Number 5: Once the asset is restored and a repair has been made then a corrective maintenance procedure must be written with specifications, steps, estimated labor hours, drawings, special tools, etc. identified.
Number 6: Use the new Preventive Maintenance (PM) procedures on the newly restored asset. Apply the 10% Rule of Preventive Maintenance. This rule is defined as a PM that must be completed within 10% of the time standard. Example: if the PM requires to be accomplished every 30 days then it must be completed within 3 days or it is out of compliance. The expected goal is 100% compliance. It may not start out this way but should end up this way.
Number 7: Fabricate a sign that states “Warning, This Equipment is Maintainable, Only Proactive Maintenance in this Area “, See the example below. Only allow your best maintenance personnel and operators to work in this area.
Number 8: Develop Overall Equipment Effectiveness metrics for the production area. If you don’t know how to make this happen just send me an email and I will help.

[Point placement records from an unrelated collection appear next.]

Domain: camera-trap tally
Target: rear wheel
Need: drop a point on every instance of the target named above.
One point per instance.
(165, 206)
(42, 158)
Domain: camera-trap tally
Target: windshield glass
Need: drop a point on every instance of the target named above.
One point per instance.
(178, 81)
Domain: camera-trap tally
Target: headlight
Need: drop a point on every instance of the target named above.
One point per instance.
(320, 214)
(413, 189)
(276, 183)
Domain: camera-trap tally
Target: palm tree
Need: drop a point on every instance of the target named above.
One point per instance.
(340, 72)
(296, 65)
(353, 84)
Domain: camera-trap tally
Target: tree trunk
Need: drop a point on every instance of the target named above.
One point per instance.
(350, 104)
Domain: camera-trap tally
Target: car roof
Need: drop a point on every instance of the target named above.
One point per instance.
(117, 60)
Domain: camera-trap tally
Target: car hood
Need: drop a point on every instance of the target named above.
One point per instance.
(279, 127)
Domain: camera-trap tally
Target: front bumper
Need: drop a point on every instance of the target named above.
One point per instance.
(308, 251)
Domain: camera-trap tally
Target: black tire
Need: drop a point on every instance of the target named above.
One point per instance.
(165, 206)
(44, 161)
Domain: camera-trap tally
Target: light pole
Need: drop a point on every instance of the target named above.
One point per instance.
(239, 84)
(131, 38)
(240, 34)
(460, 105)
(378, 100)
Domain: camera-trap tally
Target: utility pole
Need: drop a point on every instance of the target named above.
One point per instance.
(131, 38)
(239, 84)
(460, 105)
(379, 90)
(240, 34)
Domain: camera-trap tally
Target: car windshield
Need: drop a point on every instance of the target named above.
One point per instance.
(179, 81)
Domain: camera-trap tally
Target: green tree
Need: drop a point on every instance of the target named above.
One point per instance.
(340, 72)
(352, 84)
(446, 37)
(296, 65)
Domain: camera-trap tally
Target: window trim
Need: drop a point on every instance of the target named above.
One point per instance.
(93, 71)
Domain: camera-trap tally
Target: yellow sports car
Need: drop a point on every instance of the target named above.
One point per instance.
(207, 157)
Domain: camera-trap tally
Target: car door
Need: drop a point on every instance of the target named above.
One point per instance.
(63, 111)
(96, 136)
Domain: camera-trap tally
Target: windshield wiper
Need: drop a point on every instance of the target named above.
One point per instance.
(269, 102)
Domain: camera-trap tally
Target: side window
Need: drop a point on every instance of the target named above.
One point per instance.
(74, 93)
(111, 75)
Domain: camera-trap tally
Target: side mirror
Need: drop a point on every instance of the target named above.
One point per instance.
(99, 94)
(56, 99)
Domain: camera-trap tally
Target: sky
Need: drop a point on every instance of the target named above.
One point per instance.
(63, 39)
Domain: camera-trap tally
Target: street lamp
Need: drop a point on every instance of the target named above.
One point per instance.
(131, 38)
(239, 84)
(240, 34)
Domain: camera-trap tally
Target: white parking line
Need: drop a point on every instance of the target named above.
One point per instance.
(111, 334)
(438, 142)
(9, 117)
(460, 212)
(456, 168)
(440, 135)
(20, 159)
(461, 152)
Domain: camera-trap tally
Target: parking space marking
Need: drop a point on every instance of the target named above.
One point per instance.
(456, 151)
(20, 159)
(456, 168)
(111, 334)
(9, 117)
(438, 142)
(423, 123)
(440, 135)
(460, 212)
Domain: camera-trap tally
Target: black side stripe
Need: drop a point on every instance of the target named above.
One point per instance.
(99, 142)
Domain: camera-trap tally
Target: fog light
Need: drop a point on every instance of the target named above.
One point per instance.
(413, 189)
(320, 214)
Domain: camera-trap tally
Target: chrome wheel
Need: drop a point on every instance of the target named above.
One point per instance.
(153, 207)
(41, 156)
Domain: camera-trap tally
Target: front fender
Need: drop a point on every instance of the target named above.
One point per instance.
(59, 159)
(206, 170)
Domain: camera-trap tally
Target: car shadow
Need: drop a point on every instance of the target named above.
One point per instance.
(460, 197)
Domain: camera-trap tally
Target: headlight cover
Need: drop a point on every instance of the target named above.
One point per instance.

Post the daily and shift OEE on a line graph and show the trend. Leadership needs to back off and let the operators and maintenance personnel do their job and lead this effort.
OEE = Equipment Availability x Performance Efficiency x First Pass Quality with World-class levels of OEE start at 85% based on the following values: 90% Equipment Availability x 95% Performance Efficiency x 99% Rate of Quality = OEE of 84.6%
The OEE calculation factors in the major losses it seeks to eliminate. The first focus should be on major equipment effectiveness losses, because this is where the largest gains can be realized in the shortest time.
There are 11 major areas of loss, and they fall within four broad categories:
1. No production, breaks, and/or shift changes
2. Planned maintenance Downtime Losses
3. Equipment failure or breakdowns
Setups and changeovers
4. Tooling or part changes
5. Start-up and adjustment
Performance efficiency losses
6. Minor stops (less than six minutes)
7. Reduced speed or cycle time
First Pass Quality (Yes, First Pass Quality ONLY)
9. Scrap product/output
10. Defects or rework
11. Yield or process transition losses
Number 9: Develop a vendor performance metric. This metric will have three parts. One, the percentage of time a vendor delivers a part on “the agreed upon time” (one minute late is late, sorry); two, the percentage of time the same vendor delivers the wrong part (no substitution unless agreed upon by maintenance manager); three, the times the same vendor delivers the wrong quantity of parts. The sum of these three measurements equals the vendor performance metric. Post this metric by vendor by month in the storeroom. The standard should be 95%, sorry no excuses accepted.
Number 10: Now take the assessment results from Terry Wireman’s book and work on the maintenance process beginning with the planning and scheduling process first.